My, there’s been a lot of spirited debate about mortgage stress lately!
For what it’s worth, I expect to see reported mortgage arrears rising from here, though it doesn’t automatically follow that the outlook is therefore deteriorating.
To show what I mean, below you can see that the sharp rise in the unemployment rate during the financial crisis led to a corresponding increase in non-performing housing loans over the following 24 months, if not to a particularly high level.
The impact of loan arrears wasn’t immediate, since most mortgagees have a certain level of savings, a buffer, or another contingency plan in case of a period of unemployment.

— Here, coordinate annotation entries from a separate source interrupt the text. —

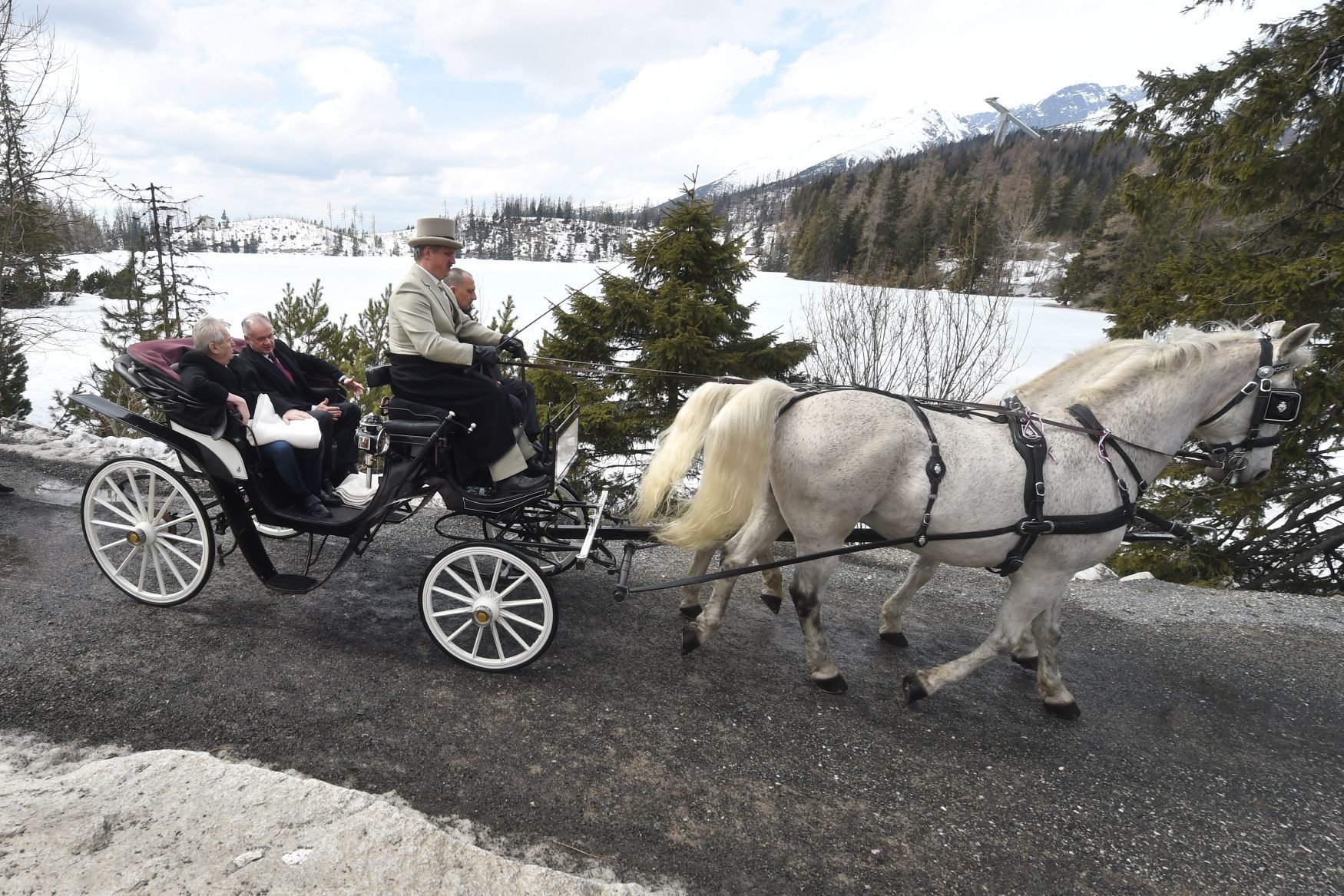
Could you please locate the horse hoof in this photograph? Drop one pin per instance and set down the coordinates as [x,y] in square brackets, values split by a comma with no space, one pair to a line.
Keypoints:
[833,686]
[1064,709]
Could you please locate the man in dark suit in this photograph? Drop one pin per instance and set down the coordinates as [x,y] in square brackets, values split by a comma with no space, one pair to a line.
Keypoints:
[272,367]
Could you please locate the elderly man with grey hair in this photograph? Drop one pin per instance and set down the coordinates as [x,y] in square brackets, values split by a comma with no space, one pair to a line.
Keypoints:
[269,365]
[462,286]
[439,354]
[207,374]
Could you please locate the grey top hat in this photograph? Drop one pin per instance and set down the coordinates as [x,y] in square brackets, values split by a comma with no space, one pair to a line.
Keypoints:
[435,231]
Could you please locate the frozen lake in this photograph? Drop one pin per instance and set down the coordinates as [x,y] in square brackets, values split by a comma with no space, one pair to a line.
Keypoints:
[249,284]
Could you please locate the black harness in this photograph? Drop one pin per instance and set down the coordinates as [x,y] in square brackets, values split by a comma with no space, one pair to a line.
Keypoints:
[1279,406]
[1272,406]
[1028,437]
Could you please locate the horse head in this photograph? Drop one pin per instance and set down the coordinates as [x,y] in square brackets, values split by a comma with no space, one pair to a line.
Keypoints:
[1242,433]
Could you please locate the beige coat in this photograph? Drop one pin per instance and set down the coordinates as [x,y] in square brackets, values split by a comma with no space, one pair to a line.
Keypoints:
[424,319]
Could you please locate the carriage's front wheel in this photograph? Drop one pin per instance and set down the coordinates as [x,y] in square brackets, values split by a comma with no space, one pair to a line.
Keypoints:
[487,606]
[148,531]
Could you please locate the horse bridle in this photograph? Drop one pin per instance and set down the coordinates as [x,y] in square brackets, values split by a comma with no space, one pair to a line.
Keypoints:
[1277,406]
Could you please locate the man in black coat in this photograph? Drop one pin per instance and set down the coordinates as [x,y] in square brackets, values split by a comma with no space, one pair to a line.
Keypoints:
[207,374]
[269,365]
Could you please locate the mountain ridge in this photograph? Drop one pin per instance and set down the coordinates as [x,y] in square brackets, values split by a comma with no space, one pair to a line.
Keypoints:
[914,131]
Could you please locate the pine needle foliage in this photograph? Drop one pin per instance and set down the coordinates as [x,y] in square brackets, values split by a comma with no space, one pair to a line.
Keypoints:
[677,312]
[1246,193]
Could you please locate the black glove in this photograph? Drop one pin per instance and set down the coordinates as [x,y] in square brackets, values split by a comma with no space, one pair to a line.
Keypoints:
[514,346]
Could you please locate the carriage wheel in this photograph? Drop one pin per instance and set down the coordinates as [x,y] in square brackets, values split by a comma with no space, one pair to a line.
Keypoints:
[531,527]
[148,531]
[487,606]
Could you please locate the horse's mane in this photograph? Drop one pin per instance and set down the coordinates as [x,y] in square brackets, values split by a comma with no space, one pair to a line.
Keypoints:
[1077,367]
[1100,372]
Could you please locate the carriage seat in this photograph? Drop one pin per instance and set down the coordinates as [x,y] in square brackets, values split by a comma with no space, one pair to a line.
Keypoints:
[154,371]
[413,419]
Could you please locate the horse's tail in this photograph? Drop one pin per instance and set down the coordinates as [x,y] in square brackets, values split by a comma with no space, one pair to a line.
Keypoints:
[677,446]
[737,468]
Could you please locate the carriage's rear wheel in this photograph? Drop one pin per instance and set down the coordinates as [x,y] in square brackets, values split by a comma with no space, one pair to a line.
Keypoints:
[532,524]
[148,531]
[487,606]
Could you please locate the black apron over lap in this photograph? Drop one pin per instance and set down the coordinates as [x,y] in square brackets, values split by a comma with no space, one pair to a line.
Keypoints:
[475,399]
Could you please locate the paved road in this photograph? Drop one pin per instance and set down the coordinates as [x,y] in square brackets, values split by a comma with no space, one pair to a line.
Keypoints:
[1207,761]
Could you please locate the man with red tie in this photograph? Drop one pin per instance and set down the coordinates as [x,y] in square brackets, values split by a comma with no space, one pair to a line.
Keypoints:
[269,365]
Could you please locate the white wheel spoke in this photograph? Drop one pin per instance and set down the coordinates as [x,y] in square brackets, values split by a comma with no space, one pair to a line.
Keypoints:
[161,552]
[172,498]
[462,582]
[521,621]
[159,570]
[132,496]
[134,489]
[112,509]
[455,594]
[180,539]
[144,567]
[168,548]
[167,524]
[125,559]
[503,623]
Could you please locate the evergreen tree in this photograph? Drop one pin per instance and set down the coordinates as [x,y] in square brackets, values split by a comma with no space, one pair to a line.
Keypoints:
[304,322]
[14,372]
[1249,159]
[507,317]
[679,312]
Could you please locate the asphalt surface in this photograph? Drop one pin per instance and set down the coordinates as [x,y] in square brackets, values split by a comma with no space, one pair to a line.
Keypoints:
[1207,758]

But where the unemployment rate stays elevated for a sustained period, this is likely to be reflected in mortgage arrears over time.
Each cycle is likely to be somewhat different from the last, but recently implemented macroprudential measures and tightening of interest-only lending rates might see arrears rising further towards 1 per cent.
Since the peak of the resources construction boom in mid-2012, the unemployment rate increased steadily to a monthly peak of well above 6 per cent in late 2014.
The good news is that, after a relatively gradual increase, the rate of unemployment has been trending lower for the past three years, and to date there has only been a modest rise in non-performing loans, mostly in Western Australia and parts of Queensland.
However, the lag effect suggests that further increases may well follow, at least for a while.
Arguably underemployment and underutilisation are at least as important indicators, but as charted here previously, in volume terms these measures have been improving too.
Thus, within the next few years, we may well see mortgage arrears begin to ease again.
Of course, there are more factors are play than unemployment rates – trends in dwelling prices, wages, rents, vacancies, and mortgage rates, to name but a few – but if underwriting standards are as stringent as claimed, then stress testing should mean that most borrowers can comfortably cope with potential interest rate hikes.
This week the Reserve Bank of Australia (RBA) will release its Statement on Monetary Policy (SOMP), which will forecast the unemployment rate trending slowly lower over the next couple of years back towards 5 per cent, albeit at a very gentle gradient.
Housing markets are granular, of course, and headline figures mask divergent underlying trends, such as emerging mortgage stress on the urban fringes.
It’s important to note that unemployment rate is itself a lagging indicator, and even the most carefully prepared forecasts are prone to wide margins of error.
For example, the RBA’s 90 per cent confidence interval will likely take in a scenario whereby the unemployment rate soars towards 7 per cent over the next couple of years, suggesting that a genuine shock could lead to disarray.
Cashflow profiles may have been altered as households accelerate repayments and build up mortgage buffers, but to date overall arrears remain low, and the economic tides appear to be slowly turning for the better in Western Australia and regional Queensland.